Information obtained from this work provides a strong foundation for research involving hESCs. To address whether the default model of neural induction is conserved from amphibians to mammals (and humans in particular), Dr. Brivanlou’s laboratory was among the first to work directly in hESCs. With private support from the Juvenile Diabetes Research Foundation, Dr. Brivanlou and colleagues derived several hESC lines, called RUES1, 2 and 3 (Rockefeller University Embryonic Stem Cell Lines 1, 2 and 3). Using other private funds, his group established an in vivo platform to study hESCs by demonstrating that the RUES1 cells integrate into the mouse embryo, migrate to the inner cell mass when put in close contact and divide and differentiate alongside their mouse counterparts, suggesting that the speed of differentiation of human cells can be reprogrammed to match the mouse. The RUES lines were among the first 13 hESC lines approved for use in research funded by the National Institutes of Health (NIH), under the NIH Guidelines for Human Stem Cell Research adopted in July 2009 under the Obama administration. In this context, the group has also recently developed new tools to perform reversible transgenesis in human and rhesus monkey embryonic cell lines, expressing a variety of reporter constructs controlled by germ layer and tissue-specific regulatory elements. Their current work focuses on the molecular dissection of the defining properties of ESCs — their capacity for self-renewal and their ability to differentiate into a range of cell types.
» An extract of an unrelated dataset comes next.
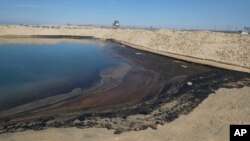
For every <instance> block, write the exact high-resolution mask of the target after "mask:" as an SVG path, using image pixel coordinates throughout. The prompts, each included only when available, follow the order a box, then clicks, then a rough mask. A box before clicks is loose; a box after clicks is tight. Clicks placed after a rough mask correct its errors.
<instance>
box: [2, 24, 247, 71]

The Brivanlou laboratory’s overall goal is to use hESCs to study early human embryonic development. Several collaborations with Rockefeller University physics laboratories have also provided new insight, from the use of quantum dots for in vivo embryonic imaging (with Albert J. Libchaber) to development of new statistical tools for DNA microarray and high throughput proteomic analysis (with Marcelo O. Magnasco). An ongoing collaboration with Rockefeller’s Eric D. Siggia focuses on using a high throughput microfluidic platform to program hESC differentiation toward specific fates by dynamic changes of the signaling landscape and without compromising genetic integrity. Thus, the first steps of stem cell differentiation are being scrutinized using new high-resolution techniques drawn from physics. This data will be organized and developed into a predictive tool to rationally reprogram specialized fates from hESCs.